Examples: the Clinton-Lewinsky debacle and the subsequent Republican crash and burn; the Senators’ and House managers’ histrionic polemics; the recent outrage over Calvin Klein’s kiddie underwear ads; Falwell’s outing of Teletubby Tinky Winky; Christian Action Network’s proposal to label “HC” any TV show with “homosexual content.”
I could go on, but just pick up a copy of any one of today’s mainstream newspapers for further examples of idiocy unbound.
Utterly non-PC, Ms. Bernhard unabashedly stereotypes her Belize house-painter, does takes on Native Americans and Asians, and assumes the persona of a Black woman. These bits reminded me, unfortunately, of 1950s comic Buddy Hackett and his Chinese waiter routine and other TV spoofs of that era that most people today would consider racist.

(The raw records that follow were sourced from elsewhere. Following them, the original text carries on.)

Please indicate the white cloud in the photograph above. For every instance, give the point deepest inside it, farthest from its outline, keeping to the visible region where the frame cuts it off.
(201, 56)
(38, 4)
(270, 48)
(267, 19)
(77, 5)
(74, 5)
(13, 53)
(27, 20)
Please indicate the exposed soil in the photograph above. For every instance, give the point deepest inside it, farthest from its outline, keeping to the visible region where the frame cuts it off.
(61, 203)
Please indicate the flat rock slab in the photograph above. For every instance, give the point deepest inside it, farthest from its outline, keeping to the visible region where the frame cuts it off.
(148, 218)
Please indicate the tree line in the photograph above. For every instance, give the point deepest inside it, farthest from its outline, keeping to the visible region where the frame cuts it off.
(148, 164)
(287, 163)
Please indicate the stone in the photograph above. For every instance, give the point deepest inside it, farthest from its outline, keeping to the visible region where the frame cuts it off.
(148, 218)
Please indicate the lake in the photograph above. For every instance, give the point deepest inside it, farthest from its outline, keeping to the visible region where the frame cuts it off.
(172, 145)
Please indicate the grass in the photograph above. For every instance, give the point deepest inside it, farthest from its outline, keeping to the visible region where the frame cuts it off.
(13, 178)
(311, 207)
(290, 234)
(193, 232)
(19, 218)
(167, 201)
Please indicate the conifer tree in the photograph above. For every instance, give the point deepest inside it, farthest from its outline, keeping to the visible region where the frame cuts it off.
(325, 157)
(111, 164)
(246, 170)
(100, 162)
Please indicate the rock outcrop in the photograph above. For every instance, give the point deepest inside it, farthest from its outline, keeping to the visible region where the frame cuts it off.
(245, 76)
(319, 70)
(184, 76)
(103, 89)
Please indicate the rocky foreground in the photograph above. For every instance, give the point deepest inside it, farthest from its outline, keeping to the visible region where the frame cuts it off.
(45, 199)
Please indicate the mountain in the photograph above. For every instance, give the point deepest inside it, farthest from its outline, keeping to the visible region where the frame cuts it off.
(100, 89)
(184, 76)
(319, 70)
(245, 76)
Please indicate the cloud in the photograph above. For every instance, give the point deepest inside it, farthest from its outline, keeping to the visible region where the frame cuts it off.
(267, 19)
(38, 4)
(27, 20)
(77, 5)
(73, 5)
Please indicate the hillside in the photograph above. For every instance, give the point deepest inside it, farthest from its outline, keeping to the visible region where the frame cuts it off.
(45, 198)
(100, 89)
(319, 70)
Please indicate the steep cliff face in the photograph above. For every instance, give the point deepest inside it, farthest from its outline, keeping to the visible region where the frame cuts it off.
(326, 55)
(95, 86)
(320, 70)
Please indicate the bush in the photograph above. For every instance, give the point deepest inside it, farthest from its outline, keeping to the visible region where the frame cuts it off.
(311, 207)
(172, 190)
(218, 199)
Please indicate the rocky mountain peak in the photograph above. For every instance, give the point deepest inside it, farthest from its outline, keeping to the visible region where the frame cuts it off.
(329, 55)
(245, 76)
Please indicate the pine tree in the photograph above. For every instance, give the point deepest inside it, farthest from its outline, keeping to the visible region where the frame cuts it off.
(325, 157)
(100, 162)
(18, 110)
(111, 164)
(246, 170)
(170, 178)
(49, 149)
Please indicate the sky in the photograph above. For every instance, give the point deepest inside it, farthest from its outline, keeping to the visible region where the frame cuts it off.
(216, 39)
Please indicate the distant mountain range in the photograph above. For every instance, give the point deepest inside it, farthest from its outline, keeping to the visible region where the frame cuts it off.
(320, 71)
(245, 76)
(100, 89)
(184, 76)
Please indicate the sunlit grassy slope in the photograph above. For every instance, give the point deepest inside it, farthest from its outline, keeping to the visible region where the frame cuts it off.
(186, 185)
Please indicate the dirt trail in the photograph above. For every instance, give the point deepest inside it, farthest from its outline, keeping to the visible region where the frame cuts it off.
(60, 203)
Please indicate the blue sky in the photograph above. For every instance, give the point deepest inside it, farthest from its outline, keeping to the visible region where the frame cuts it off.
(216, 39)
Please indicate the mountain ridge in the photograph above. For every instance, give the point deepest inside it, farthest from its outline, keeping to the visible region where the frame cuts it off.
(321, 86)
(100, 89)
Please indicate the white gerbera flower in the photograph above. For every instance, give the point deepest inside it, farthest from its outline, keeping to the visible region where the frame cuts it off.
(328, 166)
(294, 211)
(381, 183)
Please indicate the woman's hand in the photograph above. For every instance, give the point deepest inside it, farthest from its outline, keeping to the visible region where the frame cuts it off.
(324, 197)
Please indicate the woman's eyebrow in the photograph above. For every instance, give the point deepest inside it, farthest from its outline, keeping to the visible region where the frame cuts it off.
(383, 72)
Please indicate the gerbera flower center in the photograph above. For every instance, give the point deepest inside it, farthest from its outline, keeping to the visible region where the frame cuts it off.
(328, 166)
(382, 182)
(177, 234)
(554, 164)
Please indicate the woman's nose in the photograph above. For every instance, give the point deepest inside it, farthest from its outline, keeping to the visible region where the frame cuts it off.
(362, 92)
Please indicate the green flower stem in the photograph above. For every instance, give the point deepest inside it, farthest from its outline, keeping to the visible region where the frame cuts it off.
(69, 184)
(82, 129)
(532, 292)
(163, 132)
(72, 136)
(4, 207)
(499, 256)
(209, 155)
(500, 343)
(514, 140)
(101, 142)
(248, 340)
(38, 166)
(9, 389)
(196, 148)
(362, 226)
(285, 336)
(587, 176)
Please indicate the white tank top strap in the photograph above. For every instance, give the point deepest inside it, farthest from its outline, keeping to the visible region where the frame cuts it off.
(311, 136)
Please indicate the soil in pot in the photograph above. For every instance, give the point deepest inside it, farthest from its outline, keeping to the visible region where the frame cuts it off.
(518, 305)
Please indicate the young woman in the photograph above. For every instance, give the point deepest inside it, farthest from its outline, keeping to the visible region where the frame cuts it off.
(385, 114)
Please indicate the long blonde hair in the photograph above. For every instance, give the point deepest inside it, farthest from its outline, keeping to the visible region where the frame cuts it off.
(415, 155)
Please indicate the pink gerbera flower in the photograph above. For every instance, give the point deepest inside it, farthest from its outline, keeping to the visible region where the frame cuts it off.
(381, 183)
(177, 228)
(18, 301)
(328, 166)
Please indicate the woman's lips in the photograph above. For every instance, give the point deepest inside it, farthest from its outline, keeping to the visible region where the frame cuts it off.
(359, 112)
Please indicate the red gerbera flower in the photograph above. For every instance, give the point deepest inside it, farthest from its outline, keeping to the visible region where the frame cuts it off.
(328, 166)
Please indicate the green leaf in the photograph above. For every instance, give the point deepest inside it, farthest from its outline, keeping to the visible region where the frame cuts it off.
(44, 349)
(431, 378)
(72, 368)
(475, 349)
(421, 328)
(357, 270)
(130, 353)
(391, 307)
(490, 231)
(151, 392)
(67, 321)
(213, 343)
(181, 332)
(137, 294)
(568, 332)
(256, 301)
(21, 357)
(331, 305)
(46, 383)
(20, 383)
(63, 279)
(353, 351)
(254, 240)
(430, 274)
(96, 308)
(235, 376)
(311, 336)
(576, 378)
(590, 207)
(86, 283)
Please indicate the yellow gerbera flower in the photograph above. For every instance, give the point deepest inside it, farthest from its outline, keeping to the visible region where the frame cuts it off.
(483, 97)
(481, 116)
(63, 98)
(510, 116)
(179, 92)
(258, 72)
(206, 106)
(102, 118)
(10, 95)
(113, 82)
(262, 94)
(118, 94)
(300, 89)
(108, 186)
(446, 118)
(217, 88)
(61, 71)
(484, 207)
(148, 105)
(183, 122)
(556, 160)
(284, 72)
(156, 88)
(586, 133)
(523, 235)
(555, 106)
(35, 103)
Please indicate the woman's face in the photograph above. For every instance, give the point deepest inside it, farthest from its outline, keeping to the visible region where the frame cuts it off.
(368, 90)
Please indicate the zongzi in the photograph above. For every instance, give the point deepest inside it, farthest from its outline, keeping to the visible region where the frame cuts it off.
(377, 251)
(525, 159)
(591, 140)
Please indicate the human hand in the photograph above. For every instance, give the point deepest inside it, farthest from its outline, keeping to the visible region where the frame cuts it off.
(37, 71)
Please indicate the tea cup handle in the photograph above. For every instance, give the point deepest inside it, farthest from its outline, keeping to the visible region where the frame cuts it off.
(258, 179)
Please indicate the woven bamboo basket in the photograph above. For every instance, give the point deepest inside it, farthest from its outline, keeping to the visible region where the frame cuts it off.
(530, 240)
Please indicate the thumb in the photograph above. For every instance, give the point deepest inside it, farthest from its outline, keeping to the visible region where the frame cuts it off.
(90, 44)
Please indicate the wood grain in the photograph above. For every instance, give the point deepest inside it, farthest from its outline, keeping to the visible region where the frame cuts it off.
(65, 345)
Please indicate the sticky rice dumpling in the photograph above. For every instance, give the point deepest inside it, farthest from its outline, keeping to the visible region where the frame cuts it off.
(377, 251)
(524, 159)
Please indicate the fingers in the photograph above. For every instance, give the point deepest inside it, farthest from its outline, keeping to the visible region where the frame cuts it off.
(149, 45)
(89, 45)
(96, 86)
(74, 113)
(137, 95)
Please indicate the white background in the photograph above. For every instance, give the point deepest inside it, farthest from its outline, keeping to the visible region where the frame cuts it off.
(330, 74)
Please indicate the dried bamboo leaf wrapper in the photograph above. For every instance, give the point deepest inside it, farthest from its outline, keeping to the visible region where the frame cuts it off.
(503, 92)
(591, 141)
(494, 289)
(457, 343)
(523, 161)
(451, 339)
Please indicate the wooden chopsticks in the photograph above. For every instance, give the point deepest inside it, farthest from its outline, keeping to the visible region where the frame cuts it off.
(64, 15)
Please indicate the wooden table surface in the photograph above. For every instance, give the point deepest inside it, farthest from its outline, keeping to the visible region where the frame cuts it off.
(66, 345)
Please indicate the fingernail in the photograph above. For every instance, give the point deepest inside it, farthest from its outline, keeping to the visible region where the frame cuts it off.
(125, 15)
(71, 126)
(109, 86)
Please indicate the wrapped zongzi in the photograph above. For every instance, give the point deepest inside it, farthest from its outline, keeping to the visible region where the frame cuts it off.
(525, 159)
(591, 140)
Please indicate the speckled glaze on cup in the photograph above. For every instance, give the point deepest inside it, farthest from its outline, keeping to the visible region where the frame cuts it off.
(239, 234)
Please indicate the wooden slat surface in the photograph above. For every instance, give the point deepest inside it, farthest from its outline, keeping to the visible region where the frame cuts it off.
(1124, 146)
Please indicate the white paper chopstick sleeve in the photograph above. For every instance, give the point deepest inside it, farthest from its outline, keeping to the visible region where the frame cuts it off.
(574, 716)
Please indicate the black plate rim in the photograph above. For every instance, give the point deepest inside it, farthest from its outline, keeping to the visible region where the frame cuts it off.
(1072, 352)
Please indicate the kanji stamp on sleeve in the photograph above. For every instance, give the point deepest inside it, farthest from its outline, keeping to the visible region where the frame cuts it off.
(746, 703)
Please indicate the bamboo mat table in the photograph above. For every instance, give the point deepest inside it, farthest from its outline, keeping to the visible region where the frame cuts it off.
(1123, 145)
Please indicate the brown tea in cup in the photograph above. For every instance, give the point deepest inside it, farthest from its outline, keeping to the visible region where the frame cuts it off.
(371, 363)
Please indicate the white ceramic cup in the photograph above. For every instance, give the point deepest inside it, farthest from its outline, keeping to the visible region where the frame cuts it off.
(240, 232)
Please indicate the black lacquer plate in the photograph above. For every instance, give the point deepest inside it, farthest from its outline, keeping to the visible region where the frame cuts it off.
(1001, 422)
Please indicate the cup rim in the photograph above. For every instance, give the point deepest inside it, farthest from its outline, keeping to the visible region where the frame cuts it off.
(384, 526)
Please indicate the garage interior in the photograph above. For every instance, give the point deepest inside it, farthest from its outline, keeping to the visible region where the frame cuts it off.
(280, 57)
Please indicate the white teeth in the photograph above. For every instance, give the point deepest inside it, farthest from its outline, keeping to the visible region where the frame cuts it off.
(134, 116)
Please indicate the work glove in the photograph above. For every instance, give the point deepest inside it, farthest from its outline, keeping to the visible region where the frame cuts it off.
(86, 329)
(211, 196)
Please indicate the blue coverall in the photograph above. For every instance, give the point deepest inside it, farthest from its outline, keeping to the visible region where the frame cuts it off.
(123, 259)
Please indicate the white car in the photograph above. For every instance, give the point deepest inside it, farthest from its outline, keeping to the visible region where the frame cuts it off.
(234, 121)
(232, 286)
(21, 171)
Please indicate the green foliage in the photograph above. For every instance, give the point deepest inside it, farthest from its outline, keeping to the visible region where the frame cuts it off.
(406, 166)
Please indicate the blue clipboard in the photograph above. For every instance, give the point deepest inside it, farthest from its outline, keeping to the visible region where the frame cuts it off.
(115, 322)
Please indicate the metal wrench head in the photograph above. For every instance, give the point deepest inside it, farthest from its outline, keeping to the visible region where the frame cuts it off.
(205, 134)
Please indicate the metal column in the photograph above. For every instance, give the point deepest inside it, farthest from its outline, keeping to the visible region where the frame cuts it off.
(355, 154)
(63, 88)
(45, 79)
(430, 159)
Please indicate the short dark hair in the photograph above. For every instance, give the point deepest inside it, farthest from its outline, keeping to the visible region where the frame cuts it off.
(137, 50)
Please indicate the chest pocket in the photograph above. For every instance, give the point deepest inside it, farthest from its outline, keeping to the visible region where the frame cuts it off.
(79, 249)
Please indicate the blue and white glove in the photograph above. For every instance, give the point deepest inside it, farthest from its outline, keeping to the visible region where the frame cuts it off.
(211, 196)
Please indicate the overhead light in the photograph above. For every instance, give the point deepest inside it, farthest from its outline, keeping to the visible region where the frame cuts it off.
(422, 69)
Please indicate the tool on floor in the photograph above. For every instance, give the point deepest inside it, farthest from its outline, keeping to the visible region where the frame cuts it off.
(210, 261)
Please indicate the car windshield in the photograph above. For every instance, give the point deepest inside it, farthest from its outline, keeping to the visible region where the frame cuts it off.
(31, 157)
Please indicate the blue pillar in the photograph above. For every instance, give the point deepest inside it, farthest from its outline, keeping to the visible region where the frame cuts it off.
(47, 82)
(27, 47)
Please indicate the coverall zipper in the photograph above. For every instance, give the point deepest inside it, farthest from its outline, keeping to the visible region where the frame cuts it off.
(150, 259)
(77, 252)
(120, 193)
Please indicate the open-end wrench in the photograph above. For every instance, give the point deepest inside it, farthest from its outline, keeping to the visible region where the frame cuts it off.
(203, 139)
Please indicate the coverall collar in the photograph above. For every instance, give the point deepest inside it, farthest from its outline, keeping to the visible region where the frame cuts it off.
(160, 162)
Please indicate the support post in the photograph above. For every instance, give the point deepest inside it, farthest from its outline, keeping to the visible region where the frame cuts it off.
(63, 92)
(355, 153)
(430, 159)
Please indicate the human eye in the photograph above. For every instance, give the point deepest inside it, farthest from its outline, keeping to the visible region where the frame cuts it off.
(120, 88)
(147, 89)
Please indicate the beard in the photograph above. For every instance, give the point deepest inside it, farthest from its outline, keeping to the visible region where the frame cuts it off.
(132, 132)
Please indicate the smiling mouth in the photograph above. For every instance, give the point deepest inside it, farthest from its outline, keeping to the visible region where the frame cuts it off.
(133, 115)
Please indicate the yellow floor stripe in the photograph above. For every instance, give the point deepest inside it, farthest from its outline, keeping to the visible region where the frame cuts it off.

Lenny Bruce did similar characterizations in the 1950s, but with such sophistication that his edgey social messages came through, offending few except for cops who arrested him for using words that today’s entertainers like Sandra Bernhard toss off with aplomb and no one so much as lifts an eyebrow.
When does parodying people of oppressed nationalities stray over the line into racist mockery? At the performance we attended, Ms. Bernhard seemed to get away with it-yet the audience looked to be 99 and 99/100 percent upper-middle-class white!
In an all-too-brief segment tacked on at the end of her show, Ms. Bernhard leaves the stage and reappears in strobe lights and crisscrossing spotlights, wearing a ridiculously funny ’70s rock-star costume of see-through bellbottoms-the hem of each leg edged with a wide band of white feathers-hot-pink bikini pants, pink midriff blouse, and a monstrous Afro-almost as if Kathleen Cleaver had decided to perform her political views as a pop-star.
The band launches into Public Enemy’s “Fight the Power,” and Ms. Bernhard launches into the serious stuff.
Dancing around a la Jagger, jabbing her arm into the air and shouting, “Fight the power,” she does bits about the U.S. government’s focus on Clinton’s “blow-job,” the impeachment trial, the time spent on it, not to mention the billions of dollars, while national and international social/political problems and conflicts raged on, plus a lot more.
She tweaked local problems, too: San Francisco Mayor Willie Brown vs. the homeless, for one.
These issues might have played more effectively if she had juxtaposed them earlier into her monologue along with the superficial topics. However, she may have had concerns about alienating her audience had she brought up touchy subjects too soon.
Plus, she may have felt more comfortable presenting social and political conflicts as a character, rather than as herself, Sandra Bernhard.
She’s on a national tour now; so for a good time, check her out when she comes to your town.